Dans l'émotion cruelle qui l'envahit lorsqu'elle se vit à genoux, aux pieds du roi, mêlée à ces humbles femmes, Angélique se sentit comme aveugle et paralysée. Elle ne voyait plus que le roi.

Plus tard, lorsqu'elle se retrouva hors de l'appartement avec ses compagnes, on lui dit que la reine mère avait été présente, ainsi que Madame d'Orléans et Mlle de Montpensier, le duc d'Enghien, fils du prince de Condé, et nombre de jeunes gens et jeunes filles de leurs maisons.

Elle n'avait rien vu, sauf le roi qui souriait, debout sur les degrés du grand lit de la reine. Elle avait eu très peur. Il ne ressemblait pas au jeune homme qui l'avait reçue aux Tuileries et qu'elle avait eu tellement envie de secouer par son jabot. Ce jour-là, ils avaient été, l'un en face de l'autre, comme deux êtres de force égale et qui se battaient farouchement, sûrs, chacun, de mériter la victoire.
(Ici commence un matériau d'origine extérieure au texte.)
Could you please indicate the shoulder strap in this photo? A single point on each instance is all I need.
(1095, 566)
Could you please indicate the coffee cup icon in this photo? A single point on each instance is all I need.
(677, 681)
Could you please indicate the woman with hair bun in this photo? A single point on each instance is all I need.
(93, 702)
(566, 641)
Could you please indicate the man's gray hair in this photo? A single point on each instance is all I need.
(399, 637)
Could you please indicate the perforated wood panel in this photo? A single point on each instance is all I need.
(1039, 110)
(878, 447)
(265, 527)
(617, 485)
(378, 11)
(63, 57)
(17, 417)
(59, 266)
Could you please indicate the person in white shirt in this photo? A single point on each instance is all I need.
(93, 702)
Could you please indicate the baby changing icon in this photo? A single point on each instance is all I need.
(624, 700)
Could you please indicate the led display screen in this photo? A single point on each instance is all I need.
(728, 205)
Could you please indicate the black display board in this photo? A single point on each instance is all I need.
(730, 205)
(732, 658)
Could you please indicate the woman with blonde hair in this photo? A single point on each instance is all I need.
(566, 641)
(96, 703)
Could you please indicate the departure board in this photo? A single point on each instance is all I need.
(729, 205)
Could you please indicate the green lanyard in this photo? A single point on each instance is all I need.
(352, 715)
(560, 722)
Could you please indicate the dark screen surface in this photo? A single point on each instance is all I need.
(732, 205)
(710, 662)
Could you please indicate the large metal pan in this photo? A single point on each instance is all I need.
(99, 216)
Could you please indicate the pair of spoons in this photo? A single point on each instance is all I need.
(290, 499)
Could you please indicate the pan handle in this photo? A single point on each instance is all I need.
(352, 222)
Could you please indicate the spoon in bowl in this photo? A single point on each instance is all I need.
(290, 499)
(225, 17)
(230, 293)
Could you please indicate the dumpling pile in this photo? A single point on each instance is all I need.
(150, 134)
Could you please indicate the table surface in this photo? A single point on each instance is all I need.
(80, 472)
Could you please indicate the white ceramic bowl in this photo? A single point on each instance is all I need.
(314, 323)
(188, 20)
Quelle folie ! Comment n'avait-elle pas compris tout de suite que, sous des dehors d'une sensibilité encore vulnérable, il y avait en ce souverain un caractère entier qui, de sa vie, n'admettrait jamais la moindre atteinte à son autorité ! Dès le début, c'était le roi qui devait triompher et elle, Angélique, pour l'avoir méconnu, avait été brisée comme un fétu.
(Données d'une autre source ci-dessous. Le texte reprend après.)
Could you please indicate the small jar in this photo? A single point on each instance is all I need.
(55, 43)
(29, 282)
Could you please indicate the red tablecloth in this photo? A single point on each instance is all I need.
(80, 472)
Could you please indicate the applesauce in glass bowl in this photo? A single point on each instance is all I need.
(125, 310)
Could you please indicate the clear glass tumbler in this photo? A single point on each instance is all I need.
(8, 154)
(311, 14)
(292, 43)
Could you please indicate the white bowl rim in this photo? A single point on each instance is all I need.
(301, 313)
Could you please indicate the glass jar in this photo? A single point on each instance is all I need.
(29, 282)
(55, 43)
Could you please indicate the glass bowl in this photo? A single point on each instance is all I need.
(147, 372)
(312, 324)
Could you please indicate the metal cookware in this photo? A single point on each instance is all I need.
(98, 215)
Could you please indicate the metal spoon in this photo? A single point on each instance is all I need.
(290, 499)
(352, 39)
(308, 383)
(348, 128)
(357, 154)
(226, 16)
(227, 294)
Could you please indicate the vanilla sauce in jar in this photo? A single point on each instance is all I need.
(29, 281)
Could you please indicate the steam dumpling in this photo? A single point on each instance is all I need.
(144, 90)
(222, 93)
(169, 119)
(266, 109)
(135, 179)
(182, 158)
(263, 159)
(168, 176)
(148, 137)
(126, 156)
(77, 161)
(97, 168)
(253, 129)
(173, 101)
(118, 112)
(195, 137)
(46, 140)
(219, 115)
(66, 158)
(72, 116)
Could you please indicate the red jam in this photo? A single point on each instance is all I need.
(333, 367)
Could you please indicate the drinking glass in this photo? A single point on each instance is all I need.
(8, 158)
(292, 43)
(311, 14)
Maintenant, elle suivait le groupe des apprenties qui se dirigeaient vers les communs pour gagner la sortie du palais. Les dames-jurées des corporations restaient pour assister à un grand festin, mais les apprenties n'avaient pas droit à ces agapes.. Comme elle traversait les offices où pièces montées et viandes amoncelées attendaient d'être portées dans les salles, Angélique entendit siffler derrière elle : un coup long, deux brefs. Elle reconnut le signal de la bande de Calembredaine, et crut rêver. Ici, au Louvre ?... Elle se retourna. Dans l'entrebâillement d'une porte, une petite silhouette projetait son ombre sur le dallage.

– Barcarole !

Elle courut vers lui dans un élan de joie sincère. Le nain se gonflait, digne et fier.
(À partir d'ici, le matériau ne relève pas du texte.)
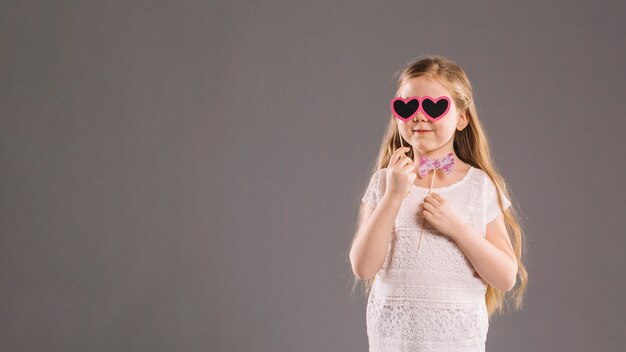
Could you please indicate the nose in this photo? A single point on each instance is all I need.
(420, 116)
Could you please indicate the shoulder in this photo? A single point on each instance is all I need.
(483, 177)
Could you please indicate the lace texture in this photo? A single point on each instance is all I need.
(431, 299)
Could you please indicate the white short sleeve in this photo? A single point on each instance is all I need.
(492, 207)
(374, 191)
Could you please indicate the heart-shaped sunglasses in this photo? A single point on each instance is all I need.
(406, 108)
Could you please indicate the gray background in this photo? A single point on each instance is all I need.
(185, 175)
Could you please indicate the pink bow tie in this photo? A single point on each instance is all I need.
(446, 164)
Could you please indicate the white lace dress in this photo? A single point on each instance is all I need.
(431, 299)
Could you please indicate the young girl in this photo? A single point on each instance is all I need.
(437, 261)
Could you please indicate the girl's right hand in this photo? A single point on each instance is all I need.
(399, 175)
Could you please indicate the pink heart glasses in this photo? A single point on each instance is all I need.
(406, 108)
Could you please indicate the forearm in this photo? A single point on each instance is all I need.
(370, 245)
(492, 264)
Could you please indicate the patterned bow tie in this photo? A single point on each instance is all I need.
(446, 164)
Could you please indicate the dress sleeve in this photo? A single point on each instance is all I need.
(492, 208)
(374, 190)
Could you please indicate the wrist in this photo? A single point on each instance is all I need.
(457, 229)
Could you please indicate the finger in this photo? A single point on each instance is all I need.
(404, 160)
(429, 207)
(430, 199)
(437, 197)
(397, 154)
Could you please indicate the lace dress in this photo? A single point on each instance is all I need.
(431, 299)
– Entrez, ma frangine. Entrez, ma très chère marquise. Venez, nous allons bavarder un peu.

Elle rit.

– Oh ! Barcarole, que tu es beau ! Et comme tu parles bien.

– Je suis le nain de la reine, dit Barcarole plein de suffisance.

Il l'introduisit dans une sorte de petit parloir et lui fit admirer son justaucorps de satin mi-partie orange et mi-partie jaune, serré par une ceinture garnie de grelots. Il se lança ensuite dans une série de cabrioles, pour qu'elle pût apprécier l'effet de toutes ses sonnailles. Avec ses cheveux coupés sur la nuque, au ras de la vaste fraise godronnée, et son agréable visage soigneusement rasé, le nain paraissait heureux et dispos. Angélique lui dit qu'elle le trouvait rajeuni.

– Ma foi, c'est un peu ce que j'éprouve ici, avoua modestement Barcarole. La vie ne manque pas d'agrément et je crois, tout compte fait, que je plais assez aux gens de cette maison. Je suis heureux à mon âge d'avoir atteint le couronnement de ma carrière.

– Quel âge as-tu, Barcarole ?

– Trente-cinq ans. C'est le sommet de la maturité, l'épanouissement de toutes les facultés morales et physiques de l'homme. Viens donc, ma frangine. Il faut que je te présente une noble dame pour laquelle je ne te cache pas que j'éprouve un tendre sentiment... et qui me le rend bien.

*****

Affectant un air d'amoureux conquérant, le nain, très mystérieusement, guida Angélique à travers le dédale ténébreux des communs du Louvre.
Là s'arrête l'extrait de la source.